FdG : Un principe républicain 5


La République : Ce qui nous rapproche est plus fort que ce qui nous éloigne

Les Assemblées citoyennes durant l'élection présidentielle

Les Assemblées citoyennes de 2012

Camarades,
44% des militants communistes parisiens, et ce malgré la mise sur la balance du 1er Secrétaire national de leur parti, ont voté pour des listes du FdG autonomes et conquérantes.

Camarades,
dans une immense majorité de villes grandes et moins grandes, nos camarades communistes ont fait le choix de participer aux listes du Front de gauche.

Camarades,
le PGE a voté un texte construit avec l’ensemble des forces de progrès européenne (Le PG français, IU (dont des camarades du PCE) espagnol, El Bloco de Esquerda portugais, Syriza Grec, L’alliance Rouge et verte Danemark et tant d’autres), et ce malgré le maintien du nom qui posait problèmes : Ecosocialisme.

Digital StillCameraCamarades,
notre camarade Alexis Tsipras est élu candidat à la présidence de la commission européenne par le PGE sur présentation du PG (français) et le vote et soutien d’un large rassemblement.

Et bien, il me semble, à moi, modestement, du bas de mon incompétence notoire, que nous aurions peut-être pu et du mettre l’accent sur ces avancées.

Voyez-vous je pense qu’aujourd’hui, la ligne politique d’un Front de gauche autonome et conquérant aurait eu plus de succès et qu’au lieu de vivre les déboires dans lesquels nous nous trouvons nous serions une alternative crédible pour les citoyens.

Je pense, moi, du haut de ma superbe, que, aujourd’hui, ce serait le positionnement politique désastreux de Pierre Laurent qui serait mis en question et, j’ose même le dire, qui serait mis en minorité au sein de son propre parti. Mais attention, cela n’aurait été le fruit que de ses camarades et uniquement de ses camarades, car seuls les camarades du Parti Communiste Français sont aptes à juger de la ligne politique et de la stratégie du Parti communiste, eux et eux-seuls.

Je crois que si nous avions mis l’accent sur ce qui nous rapproche plutôt que sur ce qui nous éloigne, nous serions plus proches de la république et de la victoire.

Ps : Je suis de ceux, nombreux, qui parlent cru et dru, qui ne baissent les yeux ni devant Dieu et César réunis. Je suis de ceux que le combat n’effraie nullement. Je suis de ceux, enfin, qui prennent ce qui leur appartient, leur place.

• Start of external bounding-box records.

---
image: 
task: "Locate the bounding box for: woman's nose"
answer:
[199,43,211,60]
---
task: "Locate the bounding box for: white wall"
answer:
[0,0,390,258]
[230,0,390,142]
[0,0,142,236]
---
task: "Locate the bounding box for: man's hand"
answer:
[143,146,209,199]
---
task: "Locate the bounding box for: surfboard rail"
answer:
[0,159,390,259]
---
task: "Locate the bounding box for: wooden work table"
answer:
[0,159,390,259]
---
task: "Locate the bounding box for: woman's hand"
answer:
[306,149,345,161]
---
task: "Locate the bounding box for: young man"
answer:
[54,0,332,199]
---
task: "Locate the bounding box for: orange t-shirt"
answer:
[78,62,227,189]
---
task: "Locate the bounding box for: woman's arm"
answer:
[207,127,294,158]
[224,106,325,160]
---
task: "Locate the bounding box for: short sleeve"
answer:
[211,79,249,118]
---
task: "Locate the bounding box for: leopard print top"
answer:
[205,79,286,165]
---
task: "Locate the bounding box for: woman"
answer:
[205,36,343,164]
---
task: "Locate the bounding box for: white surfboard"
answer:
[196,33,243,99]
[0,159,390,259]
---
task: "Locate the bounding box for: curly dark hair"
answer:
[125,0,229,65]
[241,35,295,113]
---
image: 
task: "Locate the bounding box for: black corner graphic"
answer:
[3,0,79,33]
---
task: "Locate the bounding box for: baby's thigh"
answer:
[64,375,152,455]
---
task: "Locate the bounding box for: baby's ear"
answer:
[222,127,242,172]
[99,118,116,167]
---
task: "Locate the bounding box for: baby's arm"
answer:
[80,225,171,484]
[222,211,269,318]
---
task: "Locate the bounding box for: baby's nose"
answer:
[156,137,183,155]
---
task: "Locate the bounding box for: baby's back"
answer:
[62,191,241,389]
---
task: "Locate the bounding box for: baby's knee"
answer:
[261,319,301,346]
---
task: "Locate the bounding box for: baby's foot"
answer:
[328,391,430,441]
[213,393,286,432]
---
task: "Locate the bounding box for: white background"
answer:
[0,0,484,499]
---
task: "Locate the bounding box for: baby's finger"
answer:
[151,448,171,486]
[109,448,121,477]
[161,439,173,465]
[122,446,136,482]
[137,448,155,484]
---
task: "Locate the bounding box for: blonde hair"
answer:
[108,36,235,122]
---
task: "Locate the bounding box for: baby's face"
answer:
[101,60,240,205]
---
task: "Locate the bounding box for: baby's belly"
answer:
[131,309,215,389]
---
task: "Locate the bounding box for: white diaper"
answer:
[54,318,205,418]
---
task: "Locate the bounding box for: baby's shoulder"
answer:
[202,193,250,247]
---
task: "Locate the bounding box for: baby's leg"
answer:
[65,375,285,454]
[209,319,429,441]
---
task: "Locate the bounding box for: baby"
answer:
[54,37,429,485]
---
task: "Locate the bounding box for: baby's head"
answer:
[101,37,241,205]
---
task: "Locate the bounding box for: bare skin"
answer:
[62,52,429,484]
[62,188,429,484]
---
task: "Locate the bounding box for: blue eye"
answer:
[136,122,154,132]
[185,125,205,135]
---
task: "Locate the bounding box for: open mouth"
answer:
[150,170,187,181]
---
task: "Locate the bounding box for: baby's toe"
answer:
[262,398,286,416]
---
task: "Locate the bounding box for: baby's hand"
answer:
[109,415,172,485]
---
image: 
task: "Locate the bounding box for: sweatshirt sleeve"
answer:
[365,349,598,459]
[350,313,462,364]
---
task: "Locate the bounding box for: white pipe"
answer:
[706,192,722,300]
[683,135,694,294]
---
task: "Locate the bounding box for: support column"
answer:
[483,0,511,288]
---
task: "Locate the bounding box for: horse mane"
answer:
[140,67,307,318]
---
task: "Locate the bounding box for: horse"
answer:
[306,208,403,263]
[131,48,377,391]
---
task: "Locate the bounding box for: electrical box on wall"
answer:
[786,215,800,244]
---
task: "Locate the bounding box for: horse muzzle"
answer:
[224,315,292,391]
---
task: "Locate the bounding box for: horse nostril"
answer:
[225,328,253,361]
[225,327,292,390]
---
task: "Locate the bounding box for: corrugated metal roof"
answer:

Ps bis : Je refuse l’amalgame (intellectuellement honteux) qui tend à voir le jour entre les choix politiques et la stratégie nécessaire pour établir un réel rapport de force entre les deux forces en présence, à savoir un rapprochement avec la sociale-démocratie et une autonomie conquérante. Je suis pour ma part clairement opposé à toute alliance avec des forces qui refusent le combat contre le capital. Austéritaire ou non, le capital reste le capital et austéritaire ou non, la sociale-démocratie n’a jamais rejeté le capital.


5 commentaires sur “FdG : Un principe républicain

  • alyte11

    aprés m’être désabonnée hier de 2 tweeters FDG/PG avant de tomber dans le piège des insultes…. te lire
    réchauffe mon coeur. Le combat contre les vieux démons de la division n’est pas perdu…. Tant de luttes nous attendent, même si nos pas sont chaotiques partout ou nous arrivons à être unis le FDG est crédible

  • iberenexil Auteur de l’article

    Mais c’est bien de cela dont je parle cher pas perdus.

  • des pas perdus

    Bien d’accord avec toi. Mais si toutes ces avancées n’ont guère été mises en lumière, c’est hélas à cause de la décision du PG à l’issue du congrès du PGE.

  • Pierrick

    Merci camarade pour ce texte. Tu mets parfaitement en mots mes pensées. Je le partage de suite au risque, mais je m’en fou, de me faire encore taper dessus… 😉

  • Rouby Michèle

    Etonnant que le visiblement pas sage garçon que tu es fasse preuve d’une telle sagesse que j’approuve car la sagesse issue de la réflexion est celle qui se rapproche du recul nécessaire pour voir l’horizon. Je dirais que dans les familles la rivalité fraternelle est souvent redoutable mais nécessaire pour exercer ses forces à la dépasser et s’en sortir mieux en société, dans la vie, ayant réussi le partage de ce qui nous est le plus cher.
    Le partage, c’est voir la part consistante dans son assiette sans plaindre ce qui se retrouve dans celle des autres. Le texte qui a été voté est le trophée par excellence. Les places, les titres et les indemnités nous n’en avons pas faim parce que nous partageons.